However I came across this piece by the Wikimedia Foundation's Oliver Keyes yesterday, in which Keyes lays into Roth and into the mainstream media for believing Roth uncritically. The fact is that this has been a media disaster for Wikipedia, and it's just possible that Wikipiedia could have handled it better. I posted this comment on Keyes' piece, but I do not know if he will publish it.
I realise of course that the fuss is entirely Roth’s fault for failing to read up properly on Wikipedia’s policy and procedures, and writing about them only from the perspective of a grumpy old man who found it difficult to make the improvement he wanted to an article which he thought he was in a good position to know about.Edited to add rosefox, below, and Keyes on his blog, point out that I am completly wrong about Wikipedia's lack of visible press contacts. Note also a response from "A Wikipedia admin" making it clear that it is all the outside world's fault and that Wikipedia is right.
However, the fact is that Wikipedia does not, anywhere, offer an answer to the question, How do I fix inaccurate information about me and/or my organisation on Wikipedia? In fact, Wikipedia’s answer to that question is, basically, “You can’t.”
So what do people do in that situation? Those with time and inclination will set up sock-puppet accounts to make the change anyway. The socially powerful will reach out to the media and demand that the change be made, as Roth has done. Those without time or power will shrug and walk away, determining that they won't bother to interact with Wikipedia in the future. Those behaviours are actually encouraged by the way Wikipedia works.
That's one thing. The other is that this affair has been a complete media win for Roth and a serious hit to Wikipedia's reputation. It is true that almost all the media coverage took Roth at his word and failed to give Wikipedia's side to the story. Whose fault is that? Perhaps there is nobody at Wikipedia charged with dealing with the press, and/or with with digging into the details of public disputes to ensure that Wikipedia's side of the story is given. Certainly a journalist wanting to call Wikipedia to get their side of the story would probably stop looking for a phone number or email contact after a few minutes of frustrated poking around the site. So since nobody is the press contact for Wikipedia, it is nobody's fault, I suppose.
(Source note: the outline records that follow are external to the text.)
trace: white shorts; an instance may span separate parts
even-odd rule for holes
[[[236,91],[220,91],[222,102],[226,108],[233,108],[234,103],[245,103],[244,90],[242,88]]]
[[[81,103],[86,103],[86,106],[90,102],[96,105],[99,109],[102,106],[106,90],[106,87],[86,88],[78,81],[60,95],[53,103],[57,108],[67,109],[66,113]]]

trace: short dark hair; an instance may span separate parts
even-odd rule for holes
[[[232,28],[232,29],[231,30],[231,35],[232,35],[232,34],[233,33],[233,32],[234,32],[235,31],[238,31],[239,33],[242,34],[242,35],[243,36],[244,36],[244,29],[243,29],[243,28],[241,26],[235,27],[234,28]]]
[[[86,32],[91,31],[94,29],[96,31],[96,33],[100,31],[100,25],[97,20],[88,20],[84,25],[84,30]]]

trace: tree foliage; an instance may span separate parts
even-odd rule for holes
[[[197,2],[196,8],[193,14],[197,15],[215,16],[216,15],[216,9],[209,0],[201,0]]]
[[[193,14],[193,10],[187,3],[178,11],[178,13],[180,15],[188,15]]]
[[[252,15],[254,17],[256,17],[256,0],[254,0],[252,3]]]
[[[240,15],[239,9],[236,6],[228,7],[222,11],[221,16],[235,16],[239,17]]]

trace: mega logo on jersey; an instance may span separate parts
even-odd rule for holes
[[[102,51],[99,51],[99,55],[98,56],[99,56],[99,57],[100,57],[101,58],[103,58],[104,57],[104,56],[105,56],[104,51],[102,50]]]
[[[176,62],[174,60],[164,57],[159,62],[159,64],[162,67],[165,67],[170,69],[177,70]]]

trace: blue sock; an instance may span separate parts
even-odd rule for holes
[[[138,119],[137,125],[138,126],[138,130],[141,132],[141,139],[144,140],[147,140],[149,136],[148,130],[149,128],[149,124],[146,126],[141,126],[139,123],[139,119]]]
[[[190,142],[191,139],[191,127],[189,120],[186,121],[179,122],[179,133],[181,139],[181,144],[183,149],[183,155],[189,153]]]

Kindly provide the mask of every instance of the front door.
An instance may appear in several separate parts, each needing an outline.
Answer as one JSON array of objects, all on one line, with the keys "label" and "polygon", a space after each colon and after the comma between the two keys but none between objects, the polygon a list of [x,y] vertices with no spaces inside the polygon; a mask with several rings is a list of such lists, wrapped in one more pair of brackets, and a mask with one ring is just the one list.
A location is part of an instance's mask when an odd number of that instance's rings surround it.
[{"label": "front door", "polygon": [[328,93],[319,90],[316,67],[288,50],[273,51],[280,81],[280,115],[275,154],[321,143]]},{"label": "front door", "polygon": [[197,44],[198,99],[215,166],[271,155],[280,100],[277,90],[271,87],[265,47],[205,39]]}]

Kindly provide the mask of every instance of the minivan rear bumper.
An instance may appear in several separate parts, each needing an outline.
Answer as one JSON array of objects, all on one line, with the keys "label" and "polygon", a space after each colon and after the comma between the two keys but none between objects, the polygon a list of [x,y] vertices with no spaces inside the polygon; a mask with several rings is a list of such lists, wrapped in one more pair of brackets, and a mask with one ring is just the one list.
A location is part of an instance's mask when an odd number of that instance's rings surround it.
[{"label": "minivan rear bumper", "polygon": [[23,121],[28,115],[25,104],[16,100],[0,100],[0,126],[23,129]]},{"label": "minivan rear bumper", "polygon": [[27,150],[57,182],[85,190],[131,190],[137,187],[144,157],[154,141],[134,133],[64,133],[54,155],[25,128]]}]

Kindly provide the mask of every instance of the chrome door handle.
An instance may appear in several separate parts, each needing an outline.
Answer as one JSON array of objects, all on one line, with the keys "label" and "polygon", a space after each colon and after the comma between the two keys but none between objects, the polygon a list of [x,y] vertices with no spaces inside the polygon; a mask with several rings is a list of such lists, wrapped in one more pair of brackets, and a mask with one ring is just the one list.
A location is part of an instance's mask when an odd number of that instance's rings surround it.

Choices have consequences. Wikipedia has chosen to make it difficult for people to change inaccurate information about themselves, and that choice has the consequence that grumpy old men like Philip Roth will complain in public that his word isn't good enough, and that smarter people will undermine your system and use pseudonyms to make the changes they want anyway. Wikipedia has chosen not to bother engaging with the media on the assumption that any interested party can easily review the changelogs and the talk page discussions, and that has consequences when a journalist is writing to a deadline, and finds that one side of the story has provided them with a good narrative and the other hasn't.